AKADEMIE X LESSONS IN ART + LIFE
TUTOR: Marina Abramovic
AN ARTIST'S RELATION TO SOLITUDE
An artist must make time for long periods of solitude
Solitude is extremely important
Away from home
Away from the studio
Away from family
Away from friends
An artist should stay for long periods of time at waterfalls
An artist should stay for long periods of time at exploding volcanoes
An artist should stay for long periods of time looking at fast-running rivers
An artist should stay for long periods of time looking at the horizon where the ocean and the sky meet
An artist should stay for long periods of time looking at the stars in the night sky
TUTOR: CAROL BOVE
TIME AND INFORMATION MANAGEMENT
Your time is not a separate thing from you; it's not an instrument. Time is part of what you're made from...
One question is, how do you create a way of being in the world that allows new things (ideas, information, people, places) into your life, without letting everything in? I want to point out that your tolerance for media saturation might be lower than you realize. You need to conduct an open-ended search that doesn't overwhelm you with information and at the same time doesn't limit the search in a way that pre-determines your findings. That is a puzzle.

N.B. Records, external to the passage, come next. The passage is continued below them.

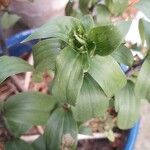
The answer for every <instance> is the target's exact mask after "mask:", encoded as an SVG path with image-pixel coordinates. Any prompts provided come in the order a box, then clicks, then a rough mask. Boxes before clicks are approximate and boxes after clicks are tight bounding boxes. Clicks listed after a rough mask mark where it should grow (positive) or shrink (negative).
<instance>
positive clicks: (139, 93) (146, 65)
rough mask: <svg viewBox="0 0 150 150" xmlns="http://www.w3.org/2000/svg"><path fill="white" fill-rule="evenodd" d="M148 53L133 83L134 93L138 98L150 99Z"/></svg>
mask: <svg viewBox="0 0 150 150" xmlns="http://www.w3.org/2000/svg"><path fill="white" fill-rule="evenodd" d="M149 74H150V54H148V56H147V57H146V59H145V61H144V63H143V65H142V68H141V70H140V73H139V75H138V78H137V81H136V84H135V94H136V96H137V97H138V98H139V99H147V100H149V101H150V79H149Z"/></svg>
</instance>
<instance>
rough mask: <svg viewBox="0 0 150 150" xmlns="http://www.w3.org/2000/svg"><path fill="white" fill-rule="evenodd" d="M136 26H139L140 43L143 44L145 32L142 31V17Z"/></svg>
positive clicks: (143, 26) (138, 27)
mask: <svg viewBox="0 0 150 150" xmlns="http://www.w3.org/2000/svg"><path fill="white" fill-rule="evenodd" d="M138 28H139V34H140V37H141V41H142V45H143V46H144V42H145V32H144V23H143V20H142V19H140V20H139V25H138Z"/></svg>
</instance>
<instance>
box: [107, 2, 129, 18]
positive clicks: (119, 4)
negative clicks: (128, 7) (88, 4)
mask: <svg viewBox="0 0 150 150" xmlns="http://www.w3.org/2000/svg"><path fill="white" fill-rule="evenodd" d="M105 2H106V6H107V7H108V9H109V10H110V12H111V13H112V14H114V15H116V16H118V15H121V14H122V13H123V12H124V10H125V9H126V8H127V6H128V0H105Z"/></svg>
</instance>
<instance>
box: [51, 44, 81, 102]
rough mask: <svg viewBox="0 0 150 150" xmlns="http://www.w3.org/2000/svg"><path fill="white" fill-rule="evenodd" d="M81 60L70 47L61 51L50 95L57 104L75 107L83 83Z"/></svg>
mask: <svg viewBox="0 0 150 150" xmlns="http://www.w3.org/2000/svg"><path fill="white" fill-rule="evenodd" d="M81 58H82V57H81V56H80V55H79V54H77V53H76V52H75V51H74V50H73V49H72V48H70V47H66V48H65V49H64V50H62V51H61V53H60V55H59V56H58V57H57V61H56V76H55V81H54V85H53V89H52V93H53V95H54V96H55V97H56V99H57V100H58V101H59V102H62V103H63V102H67V103H69V104H71V105H75V102H76V98H77V96H78V93H79V91H80V89H81V86H82V82H83V62H82V59H81Z"/></svg>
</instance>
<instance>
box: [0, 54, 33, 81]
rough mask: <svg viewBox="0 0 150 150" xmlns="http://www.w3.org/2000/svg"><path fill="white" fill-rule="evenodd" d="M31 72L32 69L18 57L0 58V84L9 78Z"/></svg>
mask: <svg viewBox="0 0 150 150" xmlns="http://www.w3.org/2000/svg"><path fill="white" fill-rule="evenodd" d="M27 71H33V67H32V66H31V65H29V64H28V63H27V62H26V61H24V60H23V59H21V58H18V57H8V56H2V57H0V84H1V83H2V82H3V81H4V80H5V79H6V78H8V77H9V76H12V75H15V74H18V73H22V72H27Z"/></svg>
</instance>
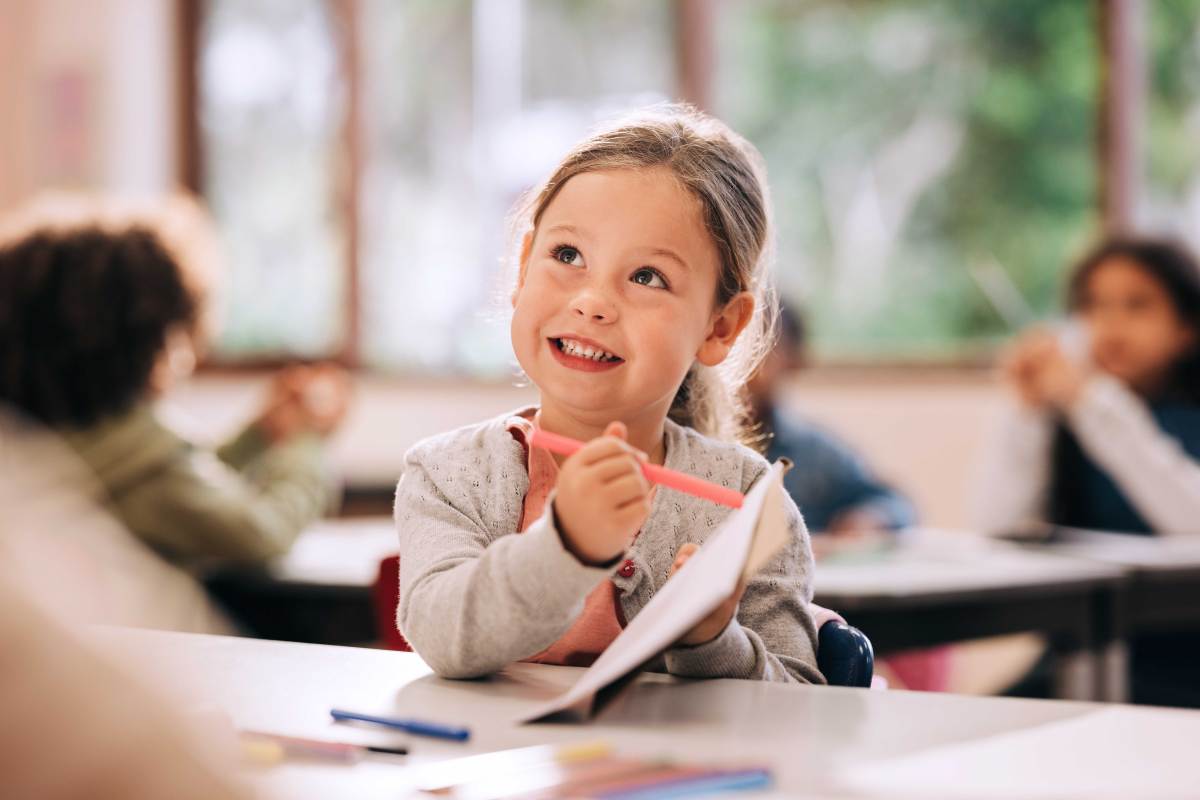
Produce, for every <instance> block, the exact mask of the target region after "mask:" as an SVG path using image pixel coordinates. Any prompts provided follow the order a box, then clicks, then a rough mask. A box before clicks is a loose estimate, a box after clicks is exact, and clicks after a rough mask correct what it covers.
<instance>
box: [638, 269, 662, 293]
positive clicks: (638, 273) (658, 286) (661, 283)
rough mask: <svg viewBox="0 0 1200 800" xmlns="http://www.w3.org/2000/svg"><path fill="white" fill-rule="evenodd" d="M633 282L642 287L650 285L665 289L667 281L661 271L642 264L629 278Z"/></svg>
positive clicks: (660, 288) (655, 288)
mask: <svg viewBox="0 0 1200 800" xmlns="http://www.w3.org/2000/svg"><path fill="white" fill-rule="evenodd" d="M630 279H631V281H632V282H634V283H638V284H641V285H643V287H650V288H652V289H666V288H667V281H666V278H664V277H662V273H661V272H659V271H658V270H654V269H650V267H649V266H643V267H642V269H640V270H637V271H636V272H634V275H632V277H631V278H630Z"/></svg>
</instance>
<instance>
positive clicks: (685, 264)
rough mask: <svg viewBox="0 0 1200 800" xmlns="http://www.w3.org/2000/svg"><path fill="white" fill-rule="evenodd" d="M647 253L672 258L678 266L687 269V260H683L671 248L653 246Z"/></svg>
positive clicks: (667, 257)
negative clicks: (654, 247) (649, 253)
mask: <svg viewBox="0 0 1200 800" xmlns="http://www.w3.org/2000/svg"><path fill="white" fill-rule="evenodd" d="M649 253H650V255H661V257H664V258H670V259H672V260H674V261H676V263H677V264H679V266H680V267H683V269H684V270H686V269H689V266H688V261H685V260H683V258H680V257H679V254H678V253H676V252H674V251H673V249H666V248H664V247H655V248H654V249H652V251H649Z"/></svg>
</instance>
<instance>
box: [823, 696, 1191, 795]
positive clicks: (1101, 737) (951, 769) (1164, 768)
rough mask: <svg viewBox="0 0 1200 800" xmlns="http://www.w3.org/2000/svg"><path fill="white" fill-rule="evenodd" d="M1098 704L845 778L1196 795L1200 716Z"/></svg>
mask: <svg viewBox="0 0 1200 800" xmlns="http://www.w3.org/2000/svg"><path fill="white" fill-rule="evenodd" d="M1080 708H1087V706H1080ZM1093 708H1094V709H1096V710H1094V711H1090V712H1086V714H1080V716H1078V717H1072V718H1068V720H1061V721H1057V722H1048V723H1043V724H1038V726H1032V727H1028V728H1021V729H1019V730H1010V732H1006V733H1000V734H996V735H994V736H985V738H983V739H973V740H970V741H964V742H956V744H949V745H946V746H942V747H932V748H928V750H923V751H920V752H917V753H913V754H910V756H901V757H898V758H889V759H884V760H880V762H875V763H866V764H859V765H857V766H856V768H854V769H853V770H848V771H847V774H846V775H845V777H844V780H842V781H841V782H842V783H844V784H845V788H846V789H848V790H851V792H852V793H854V794H858V793H862V794H866V795H872V796H874V795H876V794H878V795H887V796H892V798H922V799H923V800H928V799H930V798H955V799H958V800H962V799H965V798H978V799H979V800H984V799H986V800H1002V799H1006V800H1007V799H1008V798H1195V796H1196V790H1198V787H1200V768H1198V766H1196V759H1195V754H1194V753H1195V742H1196V741H1198V740H1200V715H1195V714H1193V712H1189V711H1176V710H1159V709H1141V708H1132V706H1093Z"/></svg>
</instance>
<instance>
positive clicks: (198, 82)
mask: <svg viewBox="0 0 1200 800" xmlns="http://www.w3.org/2000/svg"><path fill="white" fill-rule="evenodd" d="M205 5H206V7H205V13H204V24H203V25H202V28H200V31H199V36H200V47H199V53H200V58H199V64H198V83H199V97H200V104H199V109H198V122H199V126H200V139H202V143H203V149H204V157H203V161H202V163H203V164H204V174H203V192H204V194H205V198H206V199H208V201H209V204H210V205H211V207H212V212H214V215H215V216H216V218H217V222H218V223H220V225H221V231H222V235H223V240H224V246H226V251H227V254H228V259H229V269H228V275H227V276H226V282H227V291H226V293H224V294H226V295H227V307H226V308H224V309H223V313H222V320H223V324H222V331H221V336H220V339H218V341H217V342H216V349H217V351H218V353H221V354H222V355H226V356H240V355H250V354H264V353H265V354H275V353H288V354H298V355H306V356H316V355H326V354H330V353H334V351H336V349H337V348H338V345H340V343H341V337H342V323H343V309H344V307H346V303H344V302H343V293H344V290H346V281H344V271H343V265H344V261H346V259H344V248H346V229H347V224H349V223H348V221H347V219H343V218H341V217H340V216H338V213H337V210H336V209H337V201H336V197H337V194H336V181H337V180H338V172H337V169H338V162H340V161H341V160H342V157H343V156H342V151H341V142H340V130H341V126H342V121H343V115H344V113H346V101H344V85H343V80H342V78H341V76H338V71H337V64H338V53H337V41H336V38H335V34H334V25H332V22H331V18H330V13H329V10H328V6H326V4H325V2H323V0H254V2H245V1H244V0H209V2H206V4H205Z"/></svg>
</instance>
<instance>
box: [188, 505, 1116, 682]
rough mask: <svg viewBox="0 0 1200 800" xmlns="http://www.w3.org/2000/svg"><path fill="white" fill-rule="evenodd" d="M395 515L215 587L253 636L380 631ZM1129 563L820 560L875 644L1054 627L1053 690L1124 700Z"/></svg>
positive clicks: (340, 533)
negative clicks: (383, 571) (1053, 676)
mask: <svg viewBox="0 0 1200 800" xmlns="http://www.w3.org/2000/svg"><path fill="white" fill-rule="evenodd" d="M396 548H397V540H396V533H395V528H394V525H392V521H391V519H390V518H364V519H347V521H330V522H323V523H320V524H319V525H316V527H314V528H312V529H311V530H308V531H306V533H305V534H304V535H302V536H301V537H300V539H299V541H298V542H296V546H295V547H294V548H293V549H292V552H290V553H289V554H288V555H286V557H283V558H281V559H278V560H277V561H275V563H274V564H271V565H269V566H268V567H265V569H248V570H233V571H224V572H221V573H218V575H215V576H211V577H210V578H209V581H208V585H209V589H210V591H211V593H212V594H214V595H215V596H216V597H217V600H218V601H220V602H221V603H222V604H223V606H224V607H226V608H228V609H229V610H230V613H232V614H233V615H234V616H236V618H238V619H239V620H240V621H241V622H242V624H244V625H245V626H246V627H247V630H248V632H250V633H252V634H253V636H258V637H262V638H270V639H287V640H296V642H313V643H323V644H364V643H368V642H372V640H376V639H377V638H378V632H377V631H376V626H374V614H373V609H372V604H371V602H372V599H371V588H372V585H373V584H374V579H376V575H377V571H378V565H379V561H380V560H382V559H383V558H384V557H386V555H390V554H392V553H395V552H396ZM1123 575H1124V570H1123V567H1120V566H1114V565H1109V564H1102V563H1097V561H1093V560H1090V559H1080V558H1069V557H1066V555H1061V554H1054V553H1031V552H1027V551H1025V549H1022V548H1020V547H1016V546H1014V545H1010V543H1007V542H997V541H995V540H989V539H984V537H979V536H972V535H970V534H961V533H943V531H935V530H922V531H908V533H907V534H905V535H902V536H901V537H900V539H898V540H896V541H895V545H894V546H890V547H887V548H884V549H871V551H868V552H860V553H856V554H845V553H844V554H841V555H840V557H839V558H833V559H828V560H823V561H821V563H818V565H817V572H816V600H817V602H820V603H821V604H822V606H827V607H829V608H834V609H836V610H838V612H840V613H841V614H844V615H845V616H846V618H847V619H848V620H850V621H851V624H853V625H856V626H858V627H860V628H862V630H863V631H865V632H866V634H868V636H869V637H870V638H871V642H872V644H874V645H875V648H876V652H877V654H881V655H886V654H888V652H895V651H898V650H906V649H912V648H922V646H930V645H936V644H946V643H950V642H959V640H964V639H972V638H983V637H989V636H1002V634H1007V633H1018V632H1042V633H1045V634H1048V637H1049V640H1050V643H1051V648H1052V650H1054V652H1055V656H1056V668H1055V675H1056V686H1055V691H1056V696H1057V697H1063V698H1073V699H1123V697H1124V694H1123V693H1122V692H1123V688H1122V687H1124V686H1127V684H1128V678H1127V675H1126V674H1124V673H1123V672H1121V670H1122V669H1123V667H1124V662H1122V661H1120V660H1116V658H1112V657H1110V656H1111V654H1112V652H1114V651H1118V650H1120V649H1121V648H1120V642H1121V640H1122V637H1123V636H1124V628H1123V626H1122V624H1121V622H1120V620H1121V618H1120V614H1118V606H1120V603H1121V591H1120V589H1121V584H1122V579H1123V578H1122V576H1123Z"/></svg>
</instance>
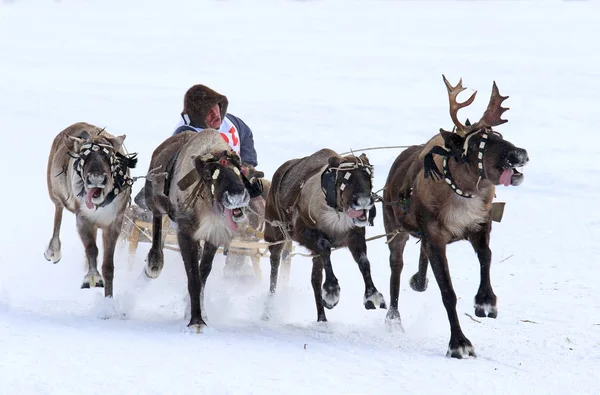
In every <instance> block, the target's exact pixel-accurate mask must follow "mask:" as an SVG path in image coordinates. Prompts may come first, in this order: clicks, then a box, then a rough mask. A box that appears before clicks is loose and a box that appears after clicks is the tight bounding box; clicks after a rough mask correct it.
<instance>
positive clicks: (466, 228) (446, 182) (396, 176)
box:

The first self-help book I want to recommend is The Artist's Way by Julia Cameron. This book is based on the idea of artistic recovery, similar to Alcoholics Anonymous, but it's recovery for a stuck artist. I don't consider myself stuck, but I still get a lot out of most of the exercises.
TUTOR: MICHELLE GRABNER
Are there things you would advise artists to do on a daily basis?
Make time for idleness and boredom. If you reading art blogs on a daily basis and following Jerry Saltz on Facebook, you are screwed.
TUTOR: MIRANDA JULY
Here's my piece of advice, the only one I could come up with: your life right now is as real as it will ever be. It won't be more real in the future, when you get into or out of college or into or out of a relationship or a job or a financial quagmire of a health problem. In fact, the things keeping you back - these embarrassing, boring, stupid obstacles - are the heart of what it is to be human. They're the whole reason for making and needing art. So you might as well go ahead and begin in whatever way you can right now.
TUTOR: WANGECHI MUTU
My simplest advice for navigating the art market is never to operate from a place of desperation, and never undervalue yourself. Always acknowledge your position in the food chain: artists are the one who are transforming and creating and taking risks, in whichever medium they are working. So, in any professional context, never see yourself as a thing in need of salvation. Always insist on your inherent value and distinct role. They eat because you grow the food.
TUTOR: STEPHANIE SYJUCO
Be very, very selfish when it comes to making time for the studio because it gets eaten up incredibly quickly by outside demands - demands that seem important but can sometimes be moved past more expediently. Make some hard decisions about what conditions you really need in order to sustain your studio time, and put those things in place as best you can.